9. Have a good reason for discharging the employee (poor job performance, insubordination, theft, excessive absenteeism/tardiness, fighting, “under the influence”, etc.) and have good documentation to support the discharge reason. Avoid retaliating against employees for wrongful reasons (a “wrongful discharge”) or committing “torts” against them (invasion of privacy, assault and battery, infliction of emotional distress, defamation, false imprisonment, etc.).
10. To maximize your defenses against unemployment compensation claims, see if there are grounds for claiming “willful misconduct” by the employee.
11. Be consistent regarding your discharge reasons: at time of discharge, on letter of discharge, on the unemployment compensation “pink slip” form, at the unemployment compensation hearing, on the employee’s reference letter, what you tell the remaining employees, etc.
12. If the termination is due to a voluntary resignation, seek a resignation letter which states the employee’s reasons for resigning; draft a resignation letter for the employee to sign.

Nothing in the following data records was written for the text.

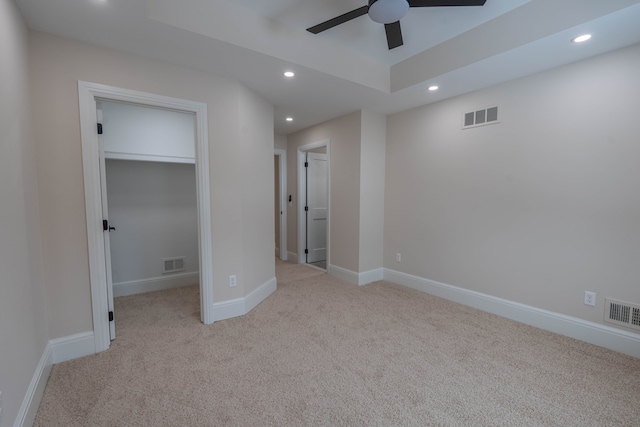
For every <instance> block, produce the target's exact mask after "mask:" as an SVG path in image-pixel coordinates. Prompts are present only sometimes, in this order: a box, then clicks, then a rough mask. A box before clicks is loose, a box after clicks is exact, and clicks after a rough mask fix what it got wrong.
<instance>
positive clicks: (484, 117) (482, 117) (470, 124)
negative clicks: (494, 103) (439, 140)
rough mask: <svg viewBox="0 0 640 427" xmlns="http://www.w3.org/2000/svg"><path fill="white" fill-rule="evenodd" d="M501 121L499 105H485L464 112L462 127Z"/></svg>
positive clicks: (463, 114)
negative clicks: (499, 111) (469, 110)
mask: <svg viewBox="0 0 640 427" xmlns="http://www.w3.org/2000/svg"><path fill="white" fill-rule="evenodd" d="M496 123H500V120H499V117H498V106H493V107H485V108H481V109H478V110H475V111H469V112H468V113H464V114H462V129H468V128H475V127H478V126H486V125H493V124H496Z"/></svg>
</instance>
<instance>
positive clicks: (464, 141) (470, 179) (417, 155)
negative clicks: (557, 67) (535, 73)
mask: <svg viewBox="0 0 640 427" xmlns="http://www.w3.org/2000/svg"><path fill="white" fill-rule="evenodd" d="M638 70H640V46H639V45H636V46H632V47H629V48H626V49H623V50H620V51H617V52H613V53H610V54H606V55H602V56H599V57H595V58H592V59H589V60H586V61H582V62H579V63H575V64H572V65H569V66H565V67H562V68H559V69H555V70H551V71H548V72H544V73H540V74H537V75H533V76H530V77H526V78H522V79H519V80H516V81H512V82H509V83H506V84H502V85H499V86H496V87H493V88H489V89H486V90H482V91H479V92H475V93H472V94H468V95H464V96H461V97H458V98H455V99H451V100H447V101H443V102H440V103H437V104H434V105H430V106H425V107H420V108H416V109H412V110H409V111H406V112H402V113H398V114H395V115H392V116H390V117H389V119H388V122H387V152H386V192H385V222H384V266H385V267H386V268H389V269H392V270H397V271H401V272H404V273H408V274H411V275H415V276H419V277H422V278H427V279H431V280H435V281H438V282H443V283H446V284H449V285H454V286H458V287H462V288H465V289H470V290H473V291H478V292H482V293H485V294H489V295H493V296H496V297H500V298H505V299H507V300H511V301H516V302H520V303H524V304H527V305H531V306H534V307H538V308H542V309H546V310H550V311H553V312H557V313H562V314H566V315H570V316H574V317H578V318H581V319H585V320H589V321H593V322H602V318H603V313H604V298H605V297H615V298H619V299H622V300H626V301H631V302H636V303H638V302H640V286H638V277H640V263H639V262H638V256H637V255H638V254H639V253H640V197H638V195H639V194H640V168H638V159H640V144H638V135H640V120H638V112H639V111H640V79H638ZM496 104H497V105H500V108H501V123H500V124H497V125H491V126H485V127H478V128H474V129H468V130H461V129H460V126H461V114H462V113H463V112H466V111H473V110H474V109H475V108H478V107H483V106H487V105H496ZM396 252H400V253H402V262H401V263H398V262H396V261H395V254H396ZM585 290H589V291H594V292H596V293H597V305H596V307H595V308H594V307H590V306H586V305H584V304H583V295H584V291H585Z"/></svg>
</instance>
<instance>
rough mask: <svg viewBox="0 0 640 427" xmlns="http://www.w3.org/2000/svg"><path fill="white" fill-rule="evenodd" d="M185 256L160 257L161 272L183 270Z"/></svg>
mask: <svg viewBox="0 0 640 427" xmlns="http://www.w3.org/2000/svg"><path fill="white" fill-rule="evenodd" d="M184 259H185V257H183V256H181V257H174V258H162V274H164V273H175V272H176V271H185V270H186V267H185V262H184Z"/></svg>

13. If the termination is involuntary, consider offering severance pay in exchange for a “release of liability” agreement.

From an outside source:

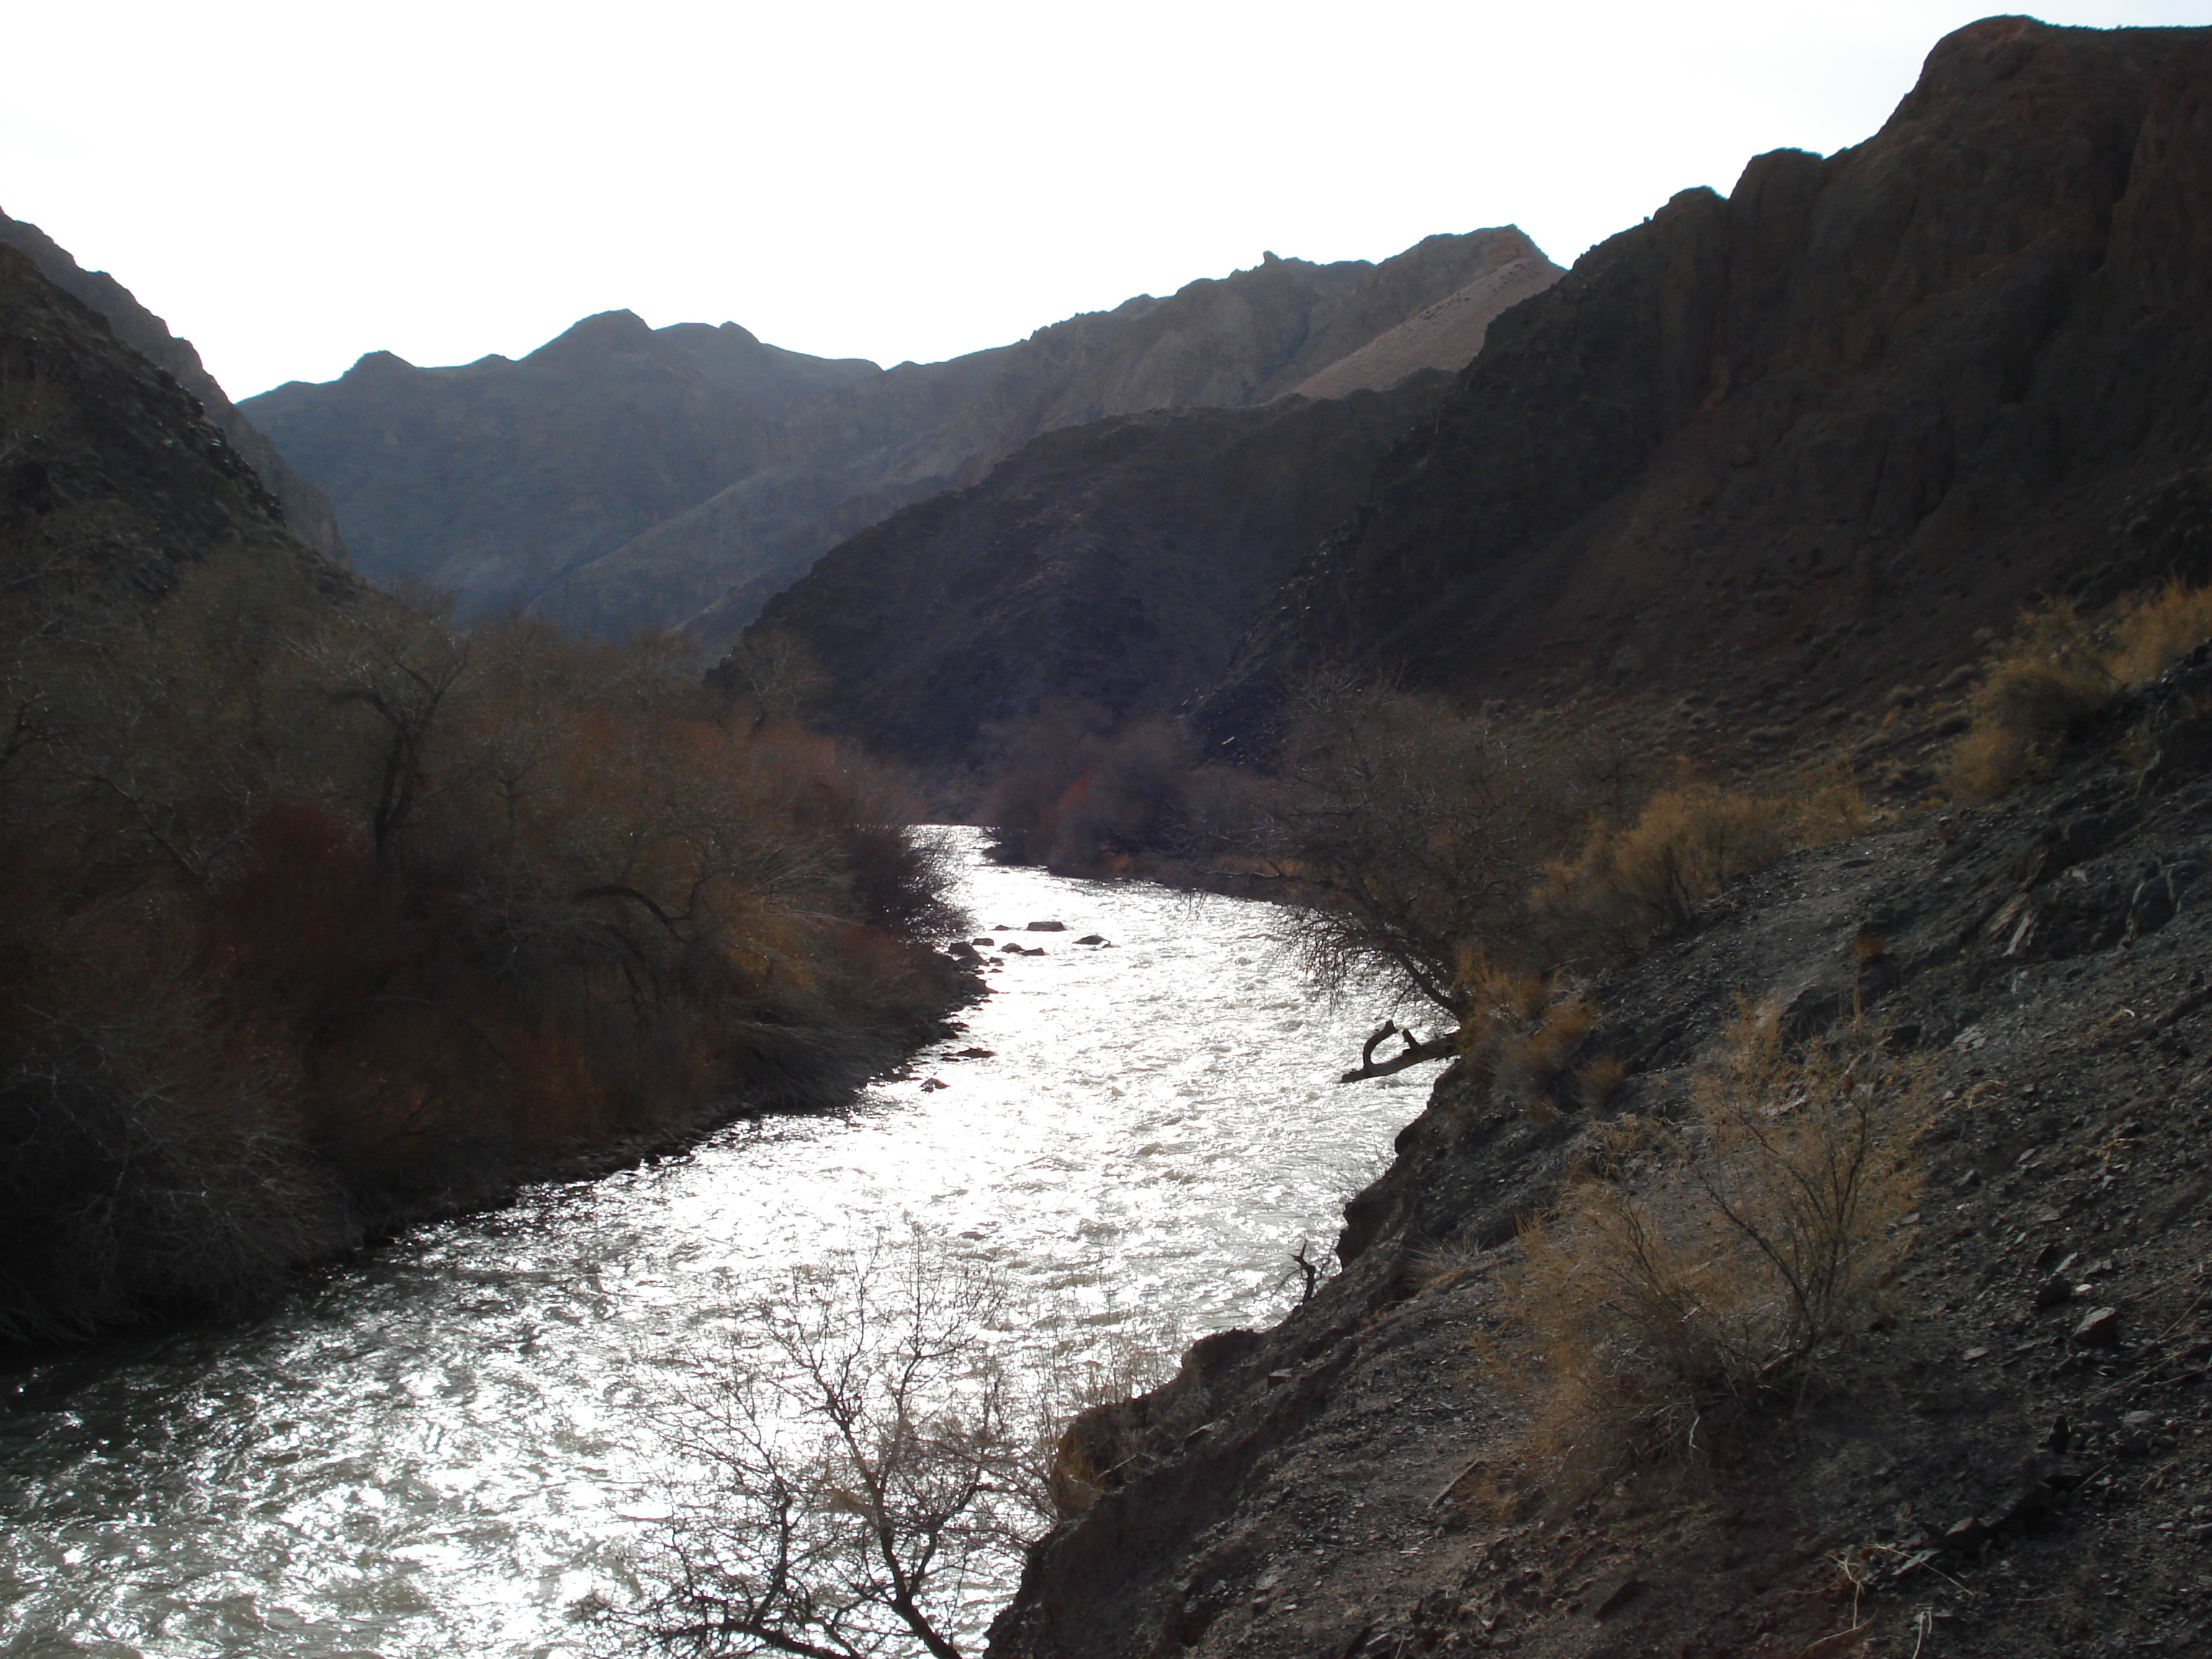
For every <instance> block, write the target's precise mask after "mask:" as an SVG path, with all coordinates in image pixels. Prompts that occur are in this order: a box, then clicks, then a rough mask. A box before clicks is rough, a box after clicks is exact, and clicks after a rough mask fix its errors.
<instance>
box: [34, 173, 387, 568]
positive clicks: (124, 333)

Another option to consider is to have key employees sign employment agreements and include non-compete agreements along with other restrictive covenants.
14. Ask for a written release from your employee before giving any references to a possible future employer of the terminated employee. Have a written policy about this in your employee handbook.

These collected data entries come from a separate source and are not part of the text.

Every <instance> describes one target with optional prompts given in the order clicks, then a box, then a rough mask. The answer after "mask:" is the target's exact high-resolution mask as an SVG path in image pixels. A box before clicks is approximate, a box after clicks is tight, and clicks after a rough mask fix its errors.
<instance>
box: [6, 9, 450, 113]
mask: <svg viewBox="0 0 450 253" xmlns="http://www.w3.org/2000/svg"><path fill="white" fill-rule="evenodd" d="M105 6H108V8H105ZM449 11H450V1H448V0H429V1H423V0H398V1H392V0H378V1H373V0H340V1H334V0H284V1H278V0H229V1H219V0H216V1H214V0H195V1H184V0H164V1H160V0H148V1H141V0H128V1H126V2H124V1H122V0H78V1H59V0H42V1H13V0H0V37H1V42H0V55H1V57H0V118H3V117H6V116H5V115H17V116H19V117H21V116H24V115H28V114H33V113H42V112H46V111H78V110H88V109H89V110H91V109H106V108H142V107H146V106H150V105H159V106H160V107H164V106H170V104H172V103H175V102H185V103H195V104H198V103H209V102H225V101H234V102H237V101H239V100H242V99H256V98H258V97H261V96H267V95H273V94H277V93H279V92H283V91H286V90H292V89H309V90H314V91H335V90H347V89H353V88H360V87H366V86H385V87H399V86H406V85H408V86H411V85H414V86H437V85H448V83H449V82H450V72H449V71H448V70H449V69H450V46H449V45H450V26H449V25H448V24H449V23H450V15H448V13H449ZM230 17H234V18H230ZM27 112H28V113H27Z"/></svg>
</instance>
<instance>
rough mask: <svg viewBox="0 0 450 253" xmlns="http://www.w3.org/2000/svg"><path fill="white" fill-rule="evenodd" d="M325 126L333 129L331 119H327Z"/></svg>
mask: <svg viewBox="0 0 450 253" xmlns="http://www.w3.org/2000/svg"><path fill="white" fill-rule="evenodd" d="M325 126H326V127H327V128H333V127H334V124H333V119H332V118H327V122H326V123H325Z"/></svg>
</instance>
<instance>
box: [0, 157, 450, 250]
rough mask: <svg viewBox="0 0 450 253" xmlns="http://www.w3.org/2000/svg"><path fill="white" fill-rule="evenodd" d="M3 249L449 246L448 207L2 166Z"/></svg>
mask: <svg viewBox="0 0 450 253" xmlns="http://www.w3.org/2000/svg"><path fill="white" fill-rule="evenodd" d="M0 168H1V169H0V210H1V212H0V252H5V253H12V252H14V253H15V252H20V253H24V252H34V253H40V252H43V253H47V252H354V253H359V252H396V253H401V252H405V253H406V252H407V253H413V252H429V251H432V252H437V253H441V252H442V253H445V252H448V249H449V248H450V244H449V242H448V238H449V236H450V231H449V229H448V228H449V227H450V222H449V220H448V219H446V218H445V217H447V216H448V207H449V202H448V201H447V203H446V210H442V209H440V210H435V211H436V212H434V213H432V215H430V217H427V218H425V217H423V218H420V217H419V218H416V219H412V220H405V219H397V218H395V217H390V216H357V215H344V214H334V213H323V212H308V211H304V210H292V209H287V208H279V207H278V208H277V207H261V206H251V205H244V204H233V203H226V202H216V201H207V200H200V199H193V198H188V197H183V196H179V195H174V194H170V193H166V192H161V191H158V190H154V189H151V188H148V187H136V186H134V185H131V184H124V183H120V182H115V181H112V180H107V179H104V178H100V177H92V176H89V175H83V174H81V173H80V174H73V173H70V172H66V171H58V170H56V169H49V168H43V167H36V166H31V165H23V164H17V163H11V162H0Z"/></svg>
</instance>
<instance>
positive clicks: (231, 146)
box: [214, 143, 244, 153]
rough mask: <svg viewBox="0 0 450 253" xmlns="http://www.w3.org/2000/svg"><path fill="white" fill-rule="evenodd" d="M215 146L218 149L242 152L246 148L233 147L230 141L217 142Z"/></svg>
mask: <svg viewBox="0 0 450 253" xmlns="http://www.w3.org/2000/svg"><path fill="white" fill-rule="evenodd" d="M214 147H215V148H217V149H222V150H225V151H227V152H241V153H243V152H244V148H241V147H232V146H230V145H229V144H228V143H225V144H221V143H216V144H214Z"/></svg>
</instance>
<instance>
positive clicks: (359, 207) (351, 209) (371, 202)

15. Use a progressive discipline policy and be sure that it is applied to each employee in generally the same manner to avoid claims of discrimination. There may be instances where the employment circumstances would justify different treatment of your employees.
1 Notes
RESTRICTIVE COVENANTS
by Stephen P. Horner, Esq.
Question:
One of our former employees has downloaded our entire computer file and taken it with him just after we terminated him.
He also is calling our potential clients and is “bad-mouthing” us to them.
Lastly, he is starting to work for our biggest competitor although he agreed not to work for a competitor for two years after he stopped working for us.
What can we do about this??
Peter P, Madison, CT
Response:
Presumably, your company did not offer your former employee a “separation agreement” which provided him/her with some severance pay in exchange for a full release of liability, non-disparagement, confidentiality provision, etc. For future discharges, I suggest that your company consider doing that so that the parting is more amicable. It appears that your former employee is trying to do as much harm as possible due to his having been terminated.
If the former employee did sign a separation agreement and he has violated its provisions by taking the above-described actions, you could file suit against him for having breached the agreement. A less aggressive step would be to have your attorney contact him with regard to his being sued if he doesn’t promptly cease and desist such actions.
With regard to his actions, it certainly appears that he has improperly stolen your computer information. If such information contained proprietary, confidential company information, such theft from a computer is a criminal violation in Connecticut.
In addition, such actions are most likely a violation of the Trade Secret Act.
If his “badmouthing” of the company to its clients is defamatory, that would likewise be a tort in Connecticut. In order to fully answer this question, what exactly was said to the company’s clients must be reviewed.
It would appear from your background information about the former employee that he either signed a non-compete agreement earlier in his employment or there was a non-compete provision in a severance agreement. In either event, if it prohibited him from competing with your company, then he has violated that agreement as well. It should be noted, however, that the courts in Connecticut (as well as in New York) are most reluctant to enforce non-compete agreements unless they are eminently reasonable and do not significantly impact on “freedom of enterprise”.